CHAPTER SEVENTEEN  : Mrs CHATTERBOX ON LINE !

I guess you have already noticed how much I enjoy writing? What you may not know is that I also love speaking. To say I am talkative is an 
understatement. It seems that runs in the family : men are doomed to listen to women around the clock !
Who's responsible for that scourge ? Could be my grand-mother ( may she rest in peace !). Let me explain it to you.
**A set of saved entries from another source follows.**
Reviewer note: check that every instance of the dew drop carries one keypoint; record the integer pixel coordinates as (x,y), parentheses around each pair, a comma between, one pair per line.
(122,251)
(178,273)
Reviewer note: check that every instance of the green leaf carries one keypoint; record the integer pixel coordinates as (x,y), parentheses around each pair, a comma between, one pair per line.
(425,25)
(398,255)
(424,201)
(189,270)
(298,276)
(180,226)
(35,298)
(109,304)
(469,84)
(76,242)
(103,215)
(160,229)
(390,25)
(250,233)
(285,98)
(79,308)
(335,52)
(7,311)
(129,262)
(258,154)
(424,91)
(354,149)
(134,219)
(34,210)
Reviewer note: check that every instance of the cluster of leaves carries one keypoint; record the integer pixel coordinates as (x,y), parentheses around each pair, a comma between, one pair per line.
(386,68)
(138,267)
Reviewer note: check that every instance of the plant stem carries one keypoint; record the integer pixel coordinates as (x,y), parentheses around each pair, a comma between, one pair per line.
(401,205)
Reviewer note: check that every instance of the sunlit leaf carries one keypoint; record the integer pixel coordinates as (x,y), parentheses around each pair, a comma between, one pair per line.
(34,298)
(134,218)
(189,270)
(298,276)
When my mum was a toddler, she was bright, affectionate, easy-going but she was slow to speak. Of course, she could say a few words but compared to her peers, she was way behind. It must have been somehow hard on my grand-mother's self esteem. I can't put the blame on her, even Einstein's parents thought he was retarded because he was 4 or 5 before he spoke !
Anyway, her daughter's stammerings upset her so much that one day she decided to take the bull by the horns.She was not a believer, but just that once she took my mum to a nearby church ( on the sly because she didn't want to be laughed at) where there was a " wish wheel ". That Carillon Wheel had 12 bells ( of different notes) which were rung formerly on special occasions but were also activated by believers or non-believers to make a wish come true. You guess my grand-mother's wish, don't you ? 
That's how it all began and that's why I am a chatterbox !!

Fortunately I have often read that instead of hiding our flaws, we should learn how to use them to our advantage. That's what I put into practice not long ago..Read on to find out how.
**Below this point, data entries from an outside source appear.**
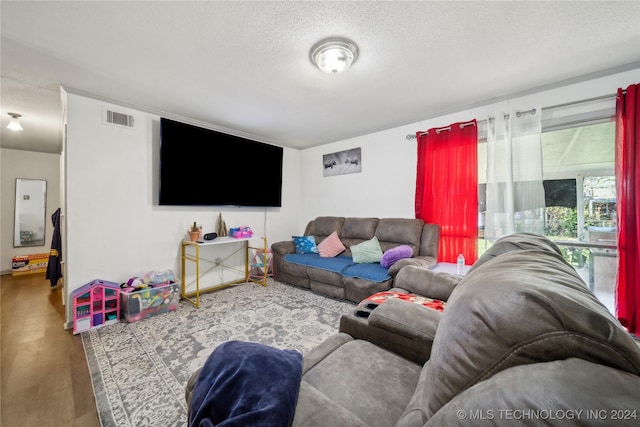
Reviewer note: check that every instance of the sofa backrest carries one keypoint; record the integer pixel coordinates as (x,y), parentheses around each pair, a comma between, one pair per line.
(521,307)
(323,226)
(392,232)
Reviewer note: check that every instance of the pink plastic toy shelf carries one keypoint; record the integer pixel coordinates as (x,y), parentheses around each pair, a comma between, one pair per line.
(95,304)
(239,232)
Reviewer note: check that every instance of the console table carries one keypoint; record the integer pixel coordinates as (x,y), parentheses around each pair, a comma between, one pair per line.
(204,265)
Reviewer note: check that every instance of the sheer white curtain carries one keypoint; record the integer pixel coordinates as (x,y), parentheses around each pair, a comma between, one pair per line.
(515,193)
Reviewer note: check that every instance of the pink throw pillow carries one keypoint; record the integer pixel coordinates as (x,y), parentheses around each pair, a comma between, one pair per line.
(331,246)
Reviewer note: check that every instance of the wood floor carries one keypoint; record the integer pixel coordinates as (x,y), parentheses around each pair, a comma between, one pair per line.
(44,377)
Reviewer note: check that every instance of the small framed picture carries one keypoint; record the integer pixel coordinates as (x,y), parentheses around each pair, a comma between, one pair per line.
(342,162)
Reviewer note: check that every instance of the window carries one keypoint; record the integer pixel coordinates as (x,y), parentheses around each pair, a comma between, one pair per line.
(578,169)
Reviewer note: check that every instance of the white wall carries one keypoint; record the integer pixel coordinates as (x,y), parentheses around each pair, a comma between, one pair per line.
(386,185)
(25,164)
(116,230)
(114,226)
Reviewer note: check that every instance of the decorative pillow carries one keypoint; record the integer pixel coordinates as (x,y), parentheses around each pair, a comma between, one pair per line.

After hanging up on an umpteenth cold caller, I was just thoroughly browned off.Although being on a ' stop cold calls list ',over the past months I had been hassled by cold callers at any time of the day, offering their services for solar panels, life insurance and even funeral insurance ( gosh ! already ?).
As usual I had asked Mr Google for help, but among the tactics suggested, none suited me :

. Hanging up didn't work anymore. I was called back later on.
. Keeping a whistle by the phone and then blowing it loudly as close to the 
  earpiece as possible when the person asked me a question was unfair and
  unhealthy !
. Pretending I was hard of hearing to make them repeat themselves was
  exhausting for me, as well.
. Making pig noises : after a few rehearsals it turned out I didn't sound 
  credible.

What could I do ?? I was brassed off ! Then it crossed my mind that I could
use my chattering power to tire out the next cold caller.It worked perfectly !
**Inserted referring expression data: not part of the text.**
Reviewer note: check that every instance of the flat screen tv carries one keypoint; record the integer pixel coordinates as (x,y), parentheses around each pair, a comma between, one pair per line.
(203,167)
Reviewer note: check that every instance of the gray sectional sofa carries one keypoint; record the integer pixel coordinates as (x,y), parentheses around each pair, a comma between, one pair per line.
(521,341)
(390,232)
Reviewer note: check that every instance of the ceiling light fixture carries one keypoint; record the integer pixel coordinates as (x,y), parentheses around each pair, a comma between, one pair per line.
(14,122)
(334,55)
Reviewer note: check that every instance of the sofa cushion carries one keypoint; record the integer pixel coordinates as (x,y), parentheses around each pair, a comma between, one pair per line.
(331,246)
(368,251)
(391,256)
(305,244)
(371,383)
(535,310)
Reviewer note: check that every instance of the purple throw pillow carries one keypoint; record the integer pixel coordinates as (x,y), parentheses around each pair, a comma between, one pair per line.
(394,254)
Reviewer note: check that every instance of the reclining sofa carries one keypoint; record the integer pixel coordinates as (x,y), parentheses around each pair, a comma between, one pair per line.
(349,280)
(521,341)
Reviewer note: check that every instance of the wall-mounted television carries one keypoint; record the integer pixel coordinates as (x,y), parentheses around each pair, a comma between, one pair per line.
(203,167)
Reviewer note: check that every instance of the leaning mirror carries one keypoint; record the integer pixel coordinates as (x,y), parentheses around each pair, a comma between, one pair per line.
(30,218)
When I lifted the receiver and heard a voice mispronounce my name, I knew time had come to practise my oratory ..

I introduced myself and explained the different ways to pronounce my surname, its origin and its meaning. On the other end of the line the boy tried to interrupt me, in vain. 
When he could get a word in edgeways and asked me if I had double glazing, I started telling him the story of the wonder squeegee ( see chapter 14).
No comma, no full stop, no pause, just a flow of words ( well, after that I thought I could be a barker).

Suddenly the line went dead. Yippee !! I had won the fight by a K.O.

That just proves that being very talkative can be a serious advantage !

Now I have to prove it to my half and that will be another kettle of fish !!